Source: Ce deuxième livre de Waleed al-Husseini est un dernier cri d’alarme avant un tournant décisif, un point de non-retour. L’auteur nous dit en substance qu’il est déjà trop tard pour beaucoup de choses et que l’essentiel est maintenant en jeu – la liberté, la démocratie, la laïcité et tous les acquis de la République. Pour nous en convaincre, il nous livre son analyse complète de l’islam et de la situation en France. Son parcours exceptionnel, son expérience d’une société 100% musulmane dont il a dû s’échapper, et ses activités en France depuis lors, avec son engagement en faveur des qualités fondamentales de la démocratie moderne, lui procurent un bagage précieux et un regard unique sur des aspects du problème que très peu de gens peuvent ou veulent observer, sans parler de les maîtriser.

Il a choisi un ton extrêmement direct et franc, au risque de heurter de nombreuses sensibilités. Plus question pour lui de ménager les bonnes âmes – il dit les choses comme il les voit, et cela fait souvent très mal. Il parle de gens nourris de haine dès l’enfance, des traits caractéristiques et constants d’un islam né d’une guerre médiévale qu’il n’a jamais vraiment dépassé, d’organisations conçues et maintenues dans le but de répandre cet islam, des motivations très diverses mais concourantes des acteurs musulmans intervenant en France et, en filigrane, des traîtres – ces gens et ces institutions en place qui se gargarisent de valeurs humanistes ou républicaines qu’ils trahissent dès qu’il s’agit d’islam.
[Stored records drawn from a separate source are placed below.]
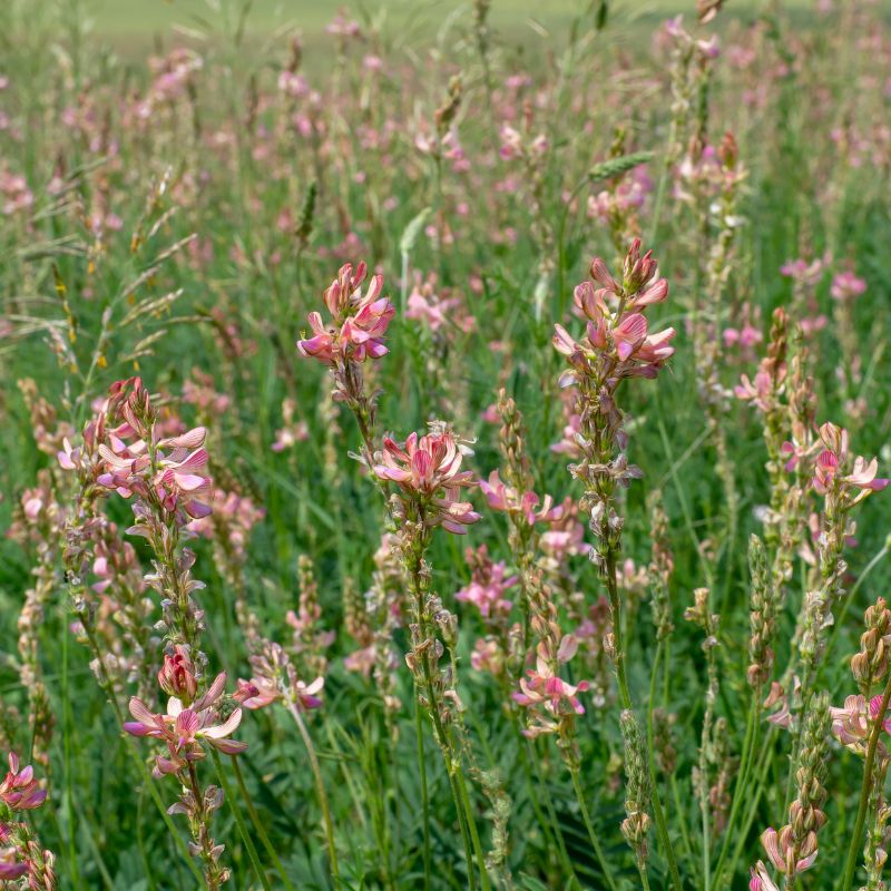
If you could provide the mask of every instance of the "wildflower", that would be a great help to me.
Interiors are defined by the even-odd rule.
[[[176,696],[184,705],[195,698],[198,682],[195,679],[195,666],[188,655],[188,647],[178,644],[173,654],[164,655],[164,665],[158,672],[158,686],[168,695]]]
[[[858,456],[854,458],[851,472],[840,476],[848,462],[848,431],[833,423],[825,423],[820,428],[820,439],[823,441],[824,449],[816,458],[814,464],[814,489],[820,495],[826,495],[834,488],[835,480],[846,490],[850,506],[862,501],[870,492],[879,492],[888,487],[889,480],[877,479],[879,472],[879,461],[873,458],[866,461],[865,458]],[[850,490],[858,489],[854,495]]]
[[[507,574],[505,561],[492,562],[486,545],[480,546],[478,551],[468,548],[467,560],[473,567],[473,577],[467,587],[454,595],[456,599],[473,604],[483,619],[497,620],[510,613],[513,604],[506,600],[503,594],[508,588],[512,588],[519,578],[517,576],[505,578]]]
[[[480,480],[479,487],[489,501],[492,510],[503,510],[507,513],[522,513],[526,522],[533,526],[536,522],[545,520],[551,509],[554,500],[549,495],[545,496],[544,501],[535,492],[519,493],[516,489],[501,482],[498,471],[493,470],[489,474],[489,481]],[[539,507],[540,506],[540,507]]]
[[[826,800],[826,730],[830,708],[825,694],[813,699],[805,716],[795,772],[797,795],[789,806],[789,823],[779,831],[768,828],[761,835],[767,859],[791,878],[809,870],[817,855],[817,832],[826,822],[821,810]]]
[[[458,500],[460,489],[477,484],[471,470],[461,470],[464,451],[448,431],[411,433],[402,447],[384,437],[381,462],[373,471],[415,501],[429,526],[464,535],[466,527],[480,519],[470,502]]]
[[[373,275],[362,294],[366,274],[364,263],[359,264],[355,273],[350,263],[341,266],[337,278],[324,294],[333,323],[326,327],[321,313],[310,313],[307,321],[313,336],[297,341],[302,355],[336,366],[345,359],[363,362],[366,358],[380,359],[389,352],[383,337],[395,310],[386,297],[380,296],[382,275]]]
[[[274,642],[262,642],[261,649],[251,657],[253,676],[249,681],[238,681],[234,698],[245,708],[265,708],[275,702],[295,707],[298,712],[320,708],[322,699],[317,694],[325,686],[324,677],[316,677],[310,684],[301,681],[290,656]]]
[[[748,891],[780,891],[777,884],[767,874],[767,868],[758,860],[750,868]]]
[[[580,681],[574,685],[557,675],[557,667],[569,662],[577,649],[578,639],[572,635],[561,639],[556,654],[551,654],[545,640],[536,647],[536,667],[527,672],[528,679],[520,678],[520,689],[513,694],[513,699],[525,708],[542,709],[544,719],[539,717],[538,725],[523,731],[525,735],[556,732],[560,718],[569,714],[585,714],[585,706],[577,694],[588,689],[588,682]],[[550,716],[557,721],[549,719]]]
[[[0,783],[0,801],[13,811],[32,811],[47,800],[46,790],[35,780],[35,770],[29,764],[19,770],[19,756],[9,753],[9,773]]]
[[[247,748],[247,743],[229,740],[242,723],[242,709],[236,708],[222,724],[218,721],[219,699],[226,685],[226,675],[221,673],[206,693],[189,706],[184,706],[176,696],[167,701],[166,714],[155,714],[138,697],[130,697],[130,714],[136,718],[124,724],[131,736],[150,736],[161,740],[170,757],[156,757],[155,776],[176,773],[189,762],[204,757],[202,743],[227,755],[237,755]]]
[[[840,272],[832,280],[829,293],[833,300],[852,301],[866,290],[866,283],[852,272]]]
Il aborde tous les sujets qui fâchent et que personne ou presque, dans l’establishment politique et médiatique, ne veut discerner. La politique de l’autruche, les illusions des uns et des autres, la nature communautarisme de la foi musulmane, la dichotomie forcée entre citoyenneté et croyance pour les musulmans et les menaces que cela fait peser sur la laïcité; ce qu’il appelle la «guerre des terminologies» avec tous ces termes qui embrouillent les débats, l’islamophobie, la haine, le racisme, la radicalisation, la régression, la «colonisation graduelle», l’«islamisation persuasive», le parallèle entre jihad et terrorisme, le mensonge grotesque de l’islam dit éclairé ou modéré, le rejet de la modernité. Tout cela comme autant de facettes d’un enfer qu’il connaît bien pour y avoir vécu et qu’il voit maintenant progresser dans son pays d’adoption, telle une coulée de lave.

C’est un livre dur, noir, anguleux, contondant, sans fausse courtoisie. Un choc. Certains en resteront au stade du déni. Mais ceux qui voudront bien aller au-delà y gagneront une largeur de vue permettant sinon de résoudre le problème de l’islam en France, du moins d’en éviter les principaux pièges, où pour l’instant des pans entiers de la société française semblent bien décidés à s’engouffrer. La France a un besoin urgent de voix telles que celle de Waleed al-Husseini, pour percer le voile d’affabulations et de trahisons derrière lequel avance la menace existentielle, la maladie de la soumission, religieuse ou politique, au dieu de l’islam. Une maladie pour laquelle il n’existe pas encore de remède et qui, depuis des décennies maintenant, fait de plus en plus de victimes.